5. Scanning: Detecting Reality

The scan() phase answers one question:

“Is the stored data structurally valid?”

Scanning detects:

  • truncated records
  • invalid JSON
  • missing required fields
  • backend-specific inconsistencies

Key properties:

  • read-only
  • safe to run anytime
  • sample-based where necessary
  • backend-aware

If a backend cannot support scanning, it must explicitly say so.


6. Anomalies Are First-Class

When something is wrong, Papyra does not hide it.

An anomaly includes:

  • type (corruption, truncation, invalid record)
  • location (file, stream, key)
  • human-readable details

Anomalies:

  • are returned programmatically
  • are visible via CLI
  • can block startup
  • can trigger automated recovery

Nothing is auto-fixed without visibility.


7. Recovery Is Explicit

Recovery never happens implicitly.

You must explicitly choose:

  • when recovery runs
  • which strategy is used
  • what happens to corrupted data

Supported strategies:

  • REPAIR → fix in place when possible
  • QUARANTINE → move corrupted data aside
  • IGNORE → acknowledge risk and continue

Every recovery is followed by a post-recovery scan.


8. Startup Safety Modes

Papyra formalizes startup behavior via explicit modes:

  • IGNORE - Start regardless of anomalies

  • FAIL_ON_ANOMALY - Fail fast if anything is wrong

  • RECOVER - Attempt recovery, then re-scan

These modes exist because environments differ:

  • local development
  • CI pipelines
  • production deployments
  • emergency maintenance

Startup behavior is never implicit.


9. Compaction Is Physical Maintenance

Compaction is the only operation that:

  • rewrites data
  • reclaims disk space
  • removes expired records physically

Compaction:

  • is explicit
  • is backend-specific
  • is safe by design
  • respects retention policies

Running compaction is an operational decision, not a side effect.

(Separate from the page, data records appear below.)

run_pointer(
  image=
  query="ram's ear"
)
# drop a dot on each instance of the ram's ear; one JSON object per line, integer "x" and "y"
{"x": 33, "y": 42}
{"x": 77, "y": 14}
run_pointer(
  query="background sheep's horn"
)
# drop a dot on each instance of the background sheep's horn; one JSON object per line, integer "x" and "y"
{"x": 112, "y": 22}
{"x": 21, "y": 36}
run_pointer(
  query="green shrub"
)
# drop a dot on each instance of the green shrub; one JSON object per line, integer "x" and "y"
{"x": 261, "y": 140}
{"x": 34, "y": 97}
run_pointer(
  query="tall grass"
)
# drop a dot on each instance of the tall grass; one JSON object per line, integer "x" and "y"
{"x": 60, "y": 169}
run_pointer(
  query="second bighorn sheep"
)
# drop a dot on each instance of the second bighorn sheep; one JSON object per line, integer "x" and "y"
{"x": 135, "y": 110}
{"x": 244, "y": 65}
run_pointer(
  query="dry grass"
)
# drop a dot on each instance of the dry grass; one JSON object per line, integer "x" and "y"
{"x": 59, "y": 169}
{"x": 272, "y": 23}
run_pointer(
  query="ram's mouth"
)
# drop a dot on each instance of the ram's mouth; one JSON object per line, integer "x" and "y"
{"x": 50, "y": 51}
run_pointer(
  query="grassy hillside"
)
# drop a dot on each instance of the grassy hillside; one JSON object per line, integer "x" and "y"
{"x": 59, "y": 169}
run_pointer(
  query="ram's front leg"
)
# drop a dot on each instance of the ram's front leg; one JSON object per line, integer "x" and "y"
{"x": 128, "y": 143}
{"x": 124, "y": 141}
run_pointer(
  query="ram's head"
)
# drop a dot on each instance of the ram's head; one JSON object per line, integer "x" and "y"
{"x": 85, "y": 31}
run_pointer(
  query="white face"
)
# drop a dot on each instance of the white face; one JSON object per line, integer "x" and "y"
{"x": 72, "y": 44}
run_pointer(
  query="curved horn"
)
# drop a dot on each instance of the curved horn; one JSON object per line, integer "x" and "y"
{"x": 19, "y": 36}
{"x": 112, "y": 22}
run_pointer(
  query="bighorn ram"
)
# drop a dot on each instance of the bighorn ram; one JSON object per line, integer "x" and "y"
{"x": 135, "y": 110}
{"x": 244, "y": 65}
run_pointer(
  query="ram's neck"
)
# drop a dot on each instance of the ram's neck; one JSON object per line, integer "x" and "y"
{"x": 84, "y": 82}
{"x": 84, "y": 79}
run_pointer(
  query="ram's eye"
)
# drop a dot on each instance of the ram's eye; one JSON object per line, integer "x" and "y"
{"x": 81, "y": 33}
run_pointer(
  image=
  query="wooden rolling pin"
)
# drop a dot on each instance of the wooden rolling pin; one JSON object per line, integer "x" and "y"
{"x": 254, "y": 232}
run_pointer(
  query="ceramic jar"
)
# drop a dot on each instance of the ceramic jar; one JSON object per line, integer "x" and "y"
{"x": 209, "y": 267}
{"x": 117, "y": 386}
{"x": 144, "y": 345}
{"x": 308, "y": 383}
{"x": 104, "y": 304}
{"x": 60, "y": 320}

10. Inspection Is for Humans

Inspection exists for operators and developers.

The inspect phase provides:

  • backend identity
  • retention configuration
  • approximate data volumes
  • metrics snapshots (if supported)

Inspection favors clarity over completeness.

It is designed to answer:

“Is this system behaving the way I expect?”


11. Observability Is Built In

Papyra exposes internal metrics:

  • write counts
  • error counts
  • scan results
  • recovery outcomes
  • compaction statistics

Metrics:

  • are backend-aware
  • can be reset
  • can be exported
  • integrate naturally with monitoring systems

This makes Papyra suitable for production environments that require visibility.


12. Philosophy Summary

Papyra is built on a few non-negotiable principles:

  • Failure is normal
  • Corruption must be visible
  • Recovery must be explicit
  • Operators must be empowered
  • Data must never disappear silently

If you understand these principles, you understand Papyra.

The rest of the documentation builds directly on them.